Ki MHP genel başkanı Devlet Bahçeli’nin de her zaman altını çizdiği Cumhur İttifakı Türk milletinin duruşudur sözleri zihinlerimizde. Bahçeli’nin yol arkadaşlarının, teşkilatları içerisinde ki hiçbir neferinin Bahçeli’ye aykırı bir hareket içerisinde bulunmayacağını bence bu ülkede yaşayan herkes bilir.
MHP’sinde biat vardır. O partinin her ferdi Ülkü ocaklarında aldıkları terbiye ile büyür.

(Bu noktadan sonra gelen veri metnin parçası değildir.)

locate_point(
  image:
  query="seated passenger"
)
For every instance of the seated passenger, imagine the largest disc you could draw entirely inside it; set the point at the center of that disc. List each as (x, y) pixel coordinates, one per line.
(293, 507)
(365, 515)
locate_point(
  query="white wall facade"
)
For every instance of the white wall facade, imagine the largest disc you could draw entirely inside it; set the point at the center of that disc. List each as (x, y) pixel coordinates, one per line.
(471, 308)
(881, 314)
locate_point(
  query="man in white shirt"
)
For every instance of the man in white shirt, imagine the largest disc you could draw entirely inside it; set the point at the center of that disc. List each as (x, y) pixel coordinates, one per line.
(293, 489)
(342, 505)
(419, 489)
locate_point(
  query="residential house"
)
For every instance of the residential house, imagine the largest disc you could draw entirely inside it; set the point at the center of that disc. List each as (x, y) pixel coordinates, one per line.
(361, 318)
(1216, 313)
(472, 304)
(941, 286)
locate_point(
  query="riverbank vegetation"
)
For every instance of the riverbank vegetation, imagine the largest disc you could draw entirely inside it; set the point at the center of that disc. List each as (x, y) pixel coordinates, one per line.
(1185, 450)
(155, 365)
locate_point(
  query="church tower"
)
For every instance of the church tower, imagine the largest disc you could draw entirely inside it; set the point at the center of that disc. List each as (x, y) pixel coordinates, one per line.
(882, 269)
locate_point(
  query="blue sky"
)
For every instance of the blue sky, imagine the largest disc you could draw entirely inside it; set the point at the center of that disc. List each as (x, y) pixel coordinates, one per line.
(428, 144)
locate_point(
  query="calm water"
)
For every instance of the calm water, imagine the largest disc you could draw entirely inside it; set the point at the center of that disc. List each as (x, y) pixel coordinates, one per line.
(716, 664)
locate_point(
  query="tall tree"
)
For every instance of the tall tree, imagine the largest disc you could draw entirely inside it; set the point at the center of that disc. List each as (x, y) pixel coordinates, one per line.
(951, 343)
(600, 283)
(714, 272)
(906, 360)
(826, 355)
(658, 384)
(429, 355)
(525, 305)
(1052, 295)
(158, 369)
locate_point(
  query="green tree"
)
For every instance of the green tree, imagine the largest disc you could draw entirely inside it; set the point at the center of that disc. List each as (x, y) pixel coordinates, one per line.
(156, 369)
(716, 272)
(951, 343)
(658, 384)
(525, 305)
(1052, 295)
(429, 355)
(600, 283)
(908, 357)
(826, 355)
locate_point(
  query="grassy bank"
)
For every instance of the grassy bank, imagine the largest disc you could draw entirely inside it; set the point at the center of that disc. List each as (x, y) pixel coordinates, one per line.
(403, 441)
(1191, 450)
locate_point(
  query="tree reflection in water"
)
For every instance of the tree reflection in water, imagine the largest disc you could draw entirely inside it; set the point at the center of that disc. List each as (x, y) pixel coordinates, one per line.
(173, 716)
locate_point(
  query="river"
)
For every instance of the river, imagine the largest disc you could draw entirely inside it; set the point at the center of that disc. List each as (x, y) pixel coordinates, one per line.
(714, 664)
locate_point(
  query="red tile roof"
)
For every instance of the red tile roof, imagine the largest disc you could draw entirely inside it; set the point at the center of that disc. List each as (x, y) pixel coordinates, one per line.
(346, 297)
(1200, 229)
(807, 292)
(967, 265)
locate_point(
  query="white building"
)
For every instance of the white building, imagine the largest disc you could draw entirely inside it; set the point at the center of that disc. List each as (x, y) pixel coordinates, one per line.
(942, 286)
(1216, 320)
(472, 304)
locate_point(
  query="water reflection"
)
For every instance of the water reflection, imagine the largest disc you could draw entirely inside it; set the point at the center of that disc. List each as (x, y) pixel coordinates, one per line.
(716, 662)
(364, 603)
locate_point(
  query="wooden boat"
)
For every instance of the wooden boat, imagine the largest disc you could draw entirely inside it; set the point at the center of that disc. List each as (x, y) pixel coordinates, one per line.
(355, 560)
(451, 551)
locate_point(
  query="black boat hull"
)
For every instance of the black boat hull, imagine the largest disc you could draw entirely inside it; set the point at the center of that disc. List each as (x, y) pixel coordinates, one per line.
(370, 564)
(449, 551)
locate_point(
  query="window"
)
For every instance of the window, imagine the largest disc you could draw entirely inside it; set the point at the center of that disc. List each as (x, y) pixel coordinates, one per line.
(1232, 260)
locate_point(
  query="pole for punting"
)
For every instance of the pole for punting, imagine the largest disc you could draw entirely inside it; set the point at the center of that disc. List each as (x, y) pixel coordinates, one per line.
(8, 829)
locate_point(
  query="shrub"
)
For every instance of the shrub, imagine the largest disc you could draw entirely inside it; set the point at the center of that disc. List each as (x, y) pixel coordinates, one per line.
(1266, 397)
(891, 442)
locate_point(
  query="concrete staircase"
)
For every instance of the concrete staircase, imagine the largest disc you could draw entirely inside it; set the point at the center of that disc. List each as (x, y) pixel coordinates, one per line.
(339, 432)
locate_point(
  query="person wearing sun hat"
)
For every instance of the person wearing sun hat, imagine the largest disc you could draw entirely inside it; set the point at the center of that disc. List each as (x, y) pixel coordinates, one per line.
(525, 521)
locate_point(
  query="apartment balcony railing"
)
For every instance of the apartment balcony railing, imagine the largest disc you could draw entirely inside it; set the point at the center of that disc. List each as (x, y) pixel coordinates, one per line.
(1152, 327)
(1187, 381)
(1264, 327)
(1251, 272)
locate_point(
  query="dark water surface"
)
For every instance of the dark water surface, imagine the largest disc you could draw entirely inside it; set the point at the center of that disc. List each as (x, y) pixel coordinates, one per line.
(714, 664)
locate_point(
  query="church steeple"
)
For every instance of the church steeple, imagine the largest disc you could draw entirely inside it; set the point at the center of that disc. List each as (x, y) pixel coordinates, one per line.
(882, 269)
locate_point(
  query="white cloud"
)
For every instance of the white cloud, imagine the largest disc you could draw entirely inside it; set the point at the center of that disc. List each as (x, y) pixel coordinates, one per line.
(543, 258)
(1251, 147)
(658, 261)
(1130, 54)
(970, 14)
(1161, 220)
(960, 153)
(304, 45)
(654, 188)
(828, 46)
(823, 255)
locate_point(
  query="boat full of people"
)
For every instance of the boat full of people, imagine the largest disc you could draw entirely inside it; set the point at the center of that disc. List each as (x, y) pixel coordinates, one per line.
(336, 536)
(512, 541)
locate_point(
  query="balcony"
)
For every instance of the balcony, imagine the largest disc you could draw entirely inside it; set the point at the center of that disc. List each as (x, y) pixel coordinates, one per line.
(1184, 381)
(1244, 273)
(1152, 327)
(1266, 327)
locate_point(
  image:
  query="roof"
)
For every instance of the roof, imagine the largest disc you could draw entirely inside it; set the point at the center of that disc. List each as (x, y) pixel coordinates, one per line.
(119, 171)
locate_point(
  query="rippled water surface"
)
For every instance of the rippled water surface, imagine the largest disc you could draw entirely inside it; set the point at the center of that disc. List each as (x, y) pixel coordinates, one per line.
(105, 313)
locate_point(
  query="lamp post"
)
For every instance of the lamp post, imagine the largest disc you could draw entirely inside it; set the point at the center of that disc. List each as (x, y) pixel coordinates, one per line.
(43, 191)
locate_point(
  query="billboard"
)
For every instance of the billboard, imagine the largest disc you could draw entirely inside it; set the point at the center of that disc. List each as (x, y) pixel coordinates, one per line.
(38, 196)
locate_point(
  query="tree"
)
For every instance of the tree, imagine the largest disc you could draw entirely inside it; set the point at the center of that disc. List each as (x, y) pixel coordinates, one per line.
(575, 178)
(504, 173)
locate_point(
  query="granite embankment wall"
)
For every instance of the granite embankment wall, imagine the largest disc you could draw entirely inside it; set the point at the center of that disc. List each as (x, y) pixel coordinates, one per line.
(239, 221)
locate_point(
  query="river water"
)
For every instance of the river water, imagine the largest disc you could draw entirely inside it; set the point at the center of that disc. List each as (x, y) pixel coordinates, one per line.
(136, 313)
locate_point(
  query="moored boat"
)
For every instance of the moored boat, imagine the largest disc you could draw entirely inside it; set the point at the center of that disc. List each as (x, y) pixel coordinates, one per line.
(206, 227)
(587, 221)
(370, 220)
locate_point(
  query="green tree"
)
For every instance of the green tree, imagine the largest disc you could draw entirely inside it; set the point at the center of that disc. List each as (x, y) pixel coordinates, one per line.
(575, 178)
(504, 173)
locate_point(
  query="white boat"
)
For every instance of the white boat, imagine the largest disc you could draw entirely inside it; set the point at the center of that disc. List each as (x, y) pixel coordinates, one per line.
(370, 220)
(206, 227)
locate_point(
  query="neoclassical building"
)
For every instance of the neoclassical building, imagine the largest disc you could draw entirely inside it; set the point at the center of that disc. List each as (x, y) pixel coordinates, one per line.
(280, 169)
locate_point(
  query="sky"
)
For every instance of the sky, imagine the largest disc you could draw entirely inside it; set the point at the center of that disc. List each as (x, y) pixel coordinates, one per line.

Başkan Çakır, Başkan Seymen’in abisidir, bu iki değerli başkan ve teşkilatları da gördüğüm ve dinlediğim kadarıyla davalarını her şeyin önüne koyarak inandıkları davalarının peşindeler.
Bir kuyuya taş attılar ama olmadı.
Açıkcası şuan Gölcük’te olay gündemi değiştirmek diyor ve yazımı noktalıyorum.
ŞAŞKINIM VE İZLİYORUM…
İYİ Parti İzliyorum, İYİ Parti Genel Başkanı Meral Akşener’in Siirt ziyareti sırasında, “Burası Kürdistan” diyen muhtereme sessiz kalarak tek bir kelime bile etmeyen Akşener’i izliyorum. Bu sessizliği ile Akşener, büyük bir çoğunluğun ve benim ağzımı açık bırakmıştır. Onu izlerken bir anda Kocaeli milletvekili Türkkan sahneye çıkıyor onu izlemeye devam ediyorum.
SON GÜNLERİN ÇOK KONUŞULANI TÜRKKAN
Çok uzun değil geçtiğimiz aylarda çiftliğini görüntüleyen gazeteciyi darp ettirmesi yüzünden gündem olan, sonrasında Şehit yakınına ettiği ağır küfürle büyük tepki çeken İYİ Partili Lütfü Türkkan faciası hakkında da yazmak istediklerim var.
Şehit abisine aralarında ne geçerse geçmiş kabul edilir tarafı olmayan bir küfürle cevap veren Türkkan’dan, tepkilerin büyümesiyle önce inkar sonra, provokatör iftirası ve en sonda kabulleniş ve özür duyduk.
Fakat onu da izlediyseniz genel başkanı Akşener’den, partililerinden özür dilerken küfrettiği şehidimizin abisinden özür dilemiyor.
Maalesef o özür gelemiyor bir türlü. Bir annenin evladının ölmesi, dünyanın başına yıkılması demektir. Yediği yemekten, içtiği sudan tat alamaması demektir. Çok zordur muhakkak ki hayata devam etmek. Ki şehit bambaşka bir şeydir. Bizler için milleti için ölmek demektir. Bir şehit ailesi olmakta ayrı bir saygıyı hak eder. Ne derse desin vatanı için can vermiş bir evladın abisine küfür edemezsin bu açık ve nettir. Kendisinin tabiriyle sarıldıktan sonra, ben hayatım boyunca böyle bir sarılma hiç görmedim. Benim izlediğim kadarıyla da, üzerinde baskı kurarak koluyla kavrayıp kendisine doğru sertçe çekerek “Senin…. diyor. İzleyen herkesin açıkça görebileceği şekilde evet şehit abisine küfür ediyor.
Nacizane görüşüm
1-Meral hanım, Burası Kürdistan” diyen muhtereme Meral Akşener sessiz kalmayıp cevabını verebilseydi,
2-Bu ülke için can veren şehidimizin abisine küfreden milletvekili Lütfü Türkkan’a gereken cezayı kesseydi, bugün iyi parti çok daha farklı bir yerde olabilirdi.
Merak Akşener’den daha farklı bir tepki beklendi mi? Evet beklendi!
Ve Meral hanım, Türkkan’a kestiği cezayla, grup başkanvekilliği görevinden alınmasıyla son günlerin çok konuşulanı oldu.